The 16th Sunday of the Year
Jer 23:1-6; Eph 2:13-18; Mk 6:30-34 (Year B)
“The Apostles rejoined Jesus and told him all they had done and taught. Then he said to them, ‘You must come away to some lonely place all by yourselves and rest for a while.’ ”
Careful scrutiny of the Gospels reveals a frequently overlooked balance between mission and prayer, work and rest. In today’s Gospel we can readily imagine the excitement with which the Apostles reported to Jesus all that had been achieved on their first missionary journey. His immediate response to all this activity was to call his Apostles to “some lonely place”. There they would rest in his presence, the only true focus and foundation for all that they were to achieve.

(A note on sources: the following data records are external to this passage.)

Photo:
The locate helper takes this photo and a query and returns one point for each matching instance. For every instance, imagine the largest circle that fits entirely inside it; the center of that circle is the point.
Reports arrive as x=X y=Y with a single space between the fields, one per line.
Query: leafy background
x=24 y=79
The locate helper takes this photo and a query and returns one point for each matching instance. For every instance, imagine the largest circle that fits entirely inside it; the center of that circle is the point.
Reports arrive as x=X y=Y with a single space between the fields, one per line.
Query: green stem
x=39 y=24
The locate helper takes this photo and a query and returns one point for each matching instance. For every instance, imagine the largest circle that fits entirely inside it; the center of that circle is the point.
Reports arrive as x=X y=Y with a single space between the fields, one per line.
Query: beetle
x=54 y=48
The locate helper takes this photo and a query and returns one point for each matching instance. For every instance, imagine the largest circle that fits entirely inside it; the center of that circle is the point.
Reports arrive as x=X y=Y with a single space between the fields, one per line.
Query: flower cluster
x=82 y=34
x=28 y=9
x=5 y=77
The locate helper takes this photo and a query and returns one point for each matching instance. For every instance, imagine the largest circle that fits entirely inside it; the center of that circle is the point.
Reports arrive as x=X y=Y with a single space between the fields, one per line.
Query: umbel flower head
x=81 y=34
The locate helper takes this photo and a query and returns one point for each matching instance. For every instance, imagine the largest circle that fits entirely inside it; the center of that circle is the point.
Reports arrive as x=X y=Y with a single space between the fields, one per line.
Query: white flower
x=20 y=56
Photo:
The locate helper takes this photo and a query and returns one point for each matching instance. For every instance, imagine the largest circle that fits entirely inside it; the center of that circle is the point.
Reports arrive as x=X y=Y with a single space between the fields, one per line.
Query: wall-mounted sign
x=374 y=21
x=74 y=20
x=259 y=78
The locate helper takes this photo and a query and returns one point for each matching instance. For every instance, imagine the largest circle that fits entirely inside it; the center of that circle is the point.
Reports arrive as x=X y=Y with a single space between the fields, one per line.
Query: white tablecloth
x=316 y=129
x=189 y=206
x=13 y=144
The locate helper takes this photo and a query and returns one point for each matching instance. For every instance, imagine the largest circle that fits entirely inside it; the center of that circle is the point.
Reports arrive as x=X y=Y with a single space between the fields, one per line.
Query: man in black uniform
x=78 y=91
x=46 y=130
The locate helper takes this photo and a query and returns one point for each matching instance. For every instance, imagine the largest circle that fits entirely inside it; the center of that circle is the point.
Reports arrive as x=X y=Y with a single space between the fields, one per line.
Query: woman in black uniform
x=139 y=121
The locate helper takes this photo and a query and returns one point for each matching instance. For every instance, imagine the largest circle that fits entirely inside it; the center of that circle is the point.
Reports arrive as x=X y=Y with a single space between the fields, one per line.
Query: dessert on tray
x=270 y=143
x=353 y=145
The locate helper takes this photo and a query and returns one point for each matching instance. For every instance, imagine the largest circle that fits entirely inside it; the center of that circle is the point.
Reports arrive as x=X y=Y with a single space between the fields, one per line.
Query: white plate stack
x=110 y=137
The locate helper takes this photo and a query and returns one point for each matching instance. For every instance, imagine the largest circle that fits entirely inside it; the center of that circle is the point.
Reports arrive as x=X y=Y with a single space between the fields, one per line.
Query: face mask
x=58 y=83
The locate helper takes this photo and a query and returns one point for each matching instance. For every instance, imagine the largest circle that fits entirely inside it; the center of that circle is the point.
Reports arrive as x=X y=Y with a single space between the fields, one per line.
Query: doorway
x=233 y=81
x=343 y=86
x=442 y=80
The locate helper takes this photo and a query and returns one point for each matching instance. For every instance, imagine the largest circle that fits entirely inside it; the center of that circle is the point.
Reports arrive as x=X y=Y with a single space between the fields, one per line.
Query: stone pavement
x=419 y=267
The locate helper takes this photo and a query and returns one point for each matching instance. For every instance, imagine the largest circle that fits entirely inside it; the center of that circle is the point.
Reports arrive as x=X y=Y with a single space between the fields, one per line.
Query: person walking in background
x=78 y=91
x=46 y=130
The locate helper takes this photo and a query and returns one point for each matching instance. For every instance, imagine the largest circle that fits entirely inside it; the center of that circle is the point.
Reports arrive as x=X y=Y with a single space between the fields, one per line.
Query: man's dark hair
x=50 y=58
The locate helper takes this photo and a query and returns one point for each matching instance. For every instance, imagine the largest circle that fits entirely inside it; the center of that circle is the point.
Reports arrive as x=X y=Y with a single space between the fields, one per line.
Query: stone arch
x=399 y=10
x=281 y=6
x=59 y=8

Jesus was inviting them to follow the pattern of his own ministry. The hidden years at Nazareth that had preceded the ministry of Jesus were not lost years. They were surely lived out in the presence of the Father.
The 40 days in the wilderness that followed the baptism of Jesus were a period of discernment, led by the Spirit and lived with the Father. Such a communion lay at the heart of all that Jesus said and did in his ministry, a life-giving communion revealed in the saving power of his death and Resurrection.

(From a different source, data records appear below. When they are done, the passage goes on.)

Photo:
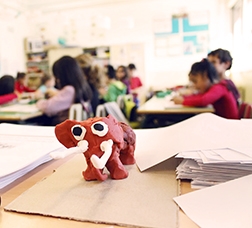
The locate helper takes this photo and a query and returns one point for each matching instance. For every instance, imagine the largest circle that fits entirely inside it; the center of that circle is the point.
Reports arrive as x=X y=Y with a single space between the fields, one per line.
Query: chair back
x=245 y=110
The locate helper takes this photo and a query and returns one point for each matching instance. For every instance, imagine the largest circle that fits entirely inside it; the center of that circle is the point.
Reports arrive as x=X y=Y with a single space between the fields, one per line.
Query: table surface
x=10 y=192
x=19 y=112
x=164 y=105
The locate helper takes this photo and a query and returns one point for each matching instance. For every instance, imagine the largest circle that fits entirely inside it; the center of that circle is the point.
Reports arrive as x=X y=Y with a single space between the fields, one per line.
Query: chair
x=245 y=111
x=76 y=112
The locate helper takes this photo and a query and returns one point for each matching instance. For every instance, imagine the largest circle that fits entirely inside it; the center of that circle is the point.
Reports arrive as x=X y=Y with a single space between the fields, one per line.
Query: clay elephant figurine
x=104 y=141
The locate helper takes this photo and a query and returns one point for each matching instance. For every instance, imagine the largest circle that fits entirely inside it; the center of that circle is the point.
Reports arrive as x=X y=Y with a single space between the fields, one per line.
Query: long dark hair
x=223 y=55
x=7 y=84
x=204 y=67
x=67 y=72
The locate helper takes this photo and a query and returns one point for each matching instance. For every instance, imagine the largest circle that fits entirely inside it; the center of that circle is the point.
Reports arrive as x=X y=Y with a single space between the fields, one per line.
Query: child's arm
x=209 y=97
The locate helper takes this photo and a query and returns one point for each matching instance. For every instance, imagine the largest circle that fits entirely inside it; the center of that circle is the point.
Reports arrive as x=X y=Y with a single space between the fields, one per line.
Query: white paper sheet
x=29 y=108
x=224 y=205
x=201 y=132
x=22 y=148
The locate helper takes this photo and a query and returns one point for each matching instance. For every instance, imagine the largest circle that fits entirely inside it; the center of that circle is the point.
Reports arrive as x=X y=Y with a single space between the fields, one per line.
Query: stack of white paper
x=210 y=167
x=22 y=148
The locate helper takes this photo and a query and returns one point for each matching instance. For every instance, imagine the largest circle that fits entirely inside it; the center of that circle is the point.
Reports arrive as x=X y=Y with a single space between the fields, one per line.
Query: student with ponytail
x=210 y=91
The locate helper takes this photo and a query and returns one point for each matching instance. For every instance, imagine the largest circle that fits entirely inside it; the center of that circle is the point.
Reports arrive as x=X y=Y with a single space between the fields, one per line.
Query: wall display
x=181 y=34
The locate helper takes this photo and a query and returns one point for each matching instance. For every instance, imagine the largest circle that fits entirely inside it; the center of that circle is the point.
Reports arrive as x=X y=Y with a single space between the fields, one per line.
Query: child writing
x=222 y=61
x=21 y=83
x=122 y=75
x=73 y=88
x=94 y=75
x=135 y=83
x=210 y=91
x=46 y=89
x=115 y=87
x=7 y=93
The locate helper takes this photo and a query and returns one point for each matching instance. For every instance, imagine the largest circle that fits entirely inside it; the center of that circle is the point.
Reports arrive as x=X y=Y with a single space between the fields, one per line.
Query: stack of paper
x=22 y=148
x=210 y=167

We live at a time when success tends to be measured by activity with little time for prayerful reflection. Such time as we have to ourselves is frequently filled with the many distractions that clamour for our attention. Without prayer we are simply carried along by events, sometimes overwhelmed by their unfolding. Only in prayer do we find understanding and purpose.
This is beautifully illustrated in Paul’s letter to the Ephesians. Here Paul faced the ingrained hostility and suspicion that had divided Jews and Gentiles down the centuries. Within the newly formed Christian community at Ephesus he encountered the factions that strong personalities so easily engender. Only in the quiet communion of prayer was he able to understand and proclaim a presence that heals all division. “In Christ Jesus you that used to be so far apart have been brought very close, by the blood of Christ. For he is the peace between us.”
Paul went on to explain that in his death Christ took to himself the hostility that destroys peace of mind and drives us apart. May we rest in Christ whose peace is the healing of troubled hearts and divided lives.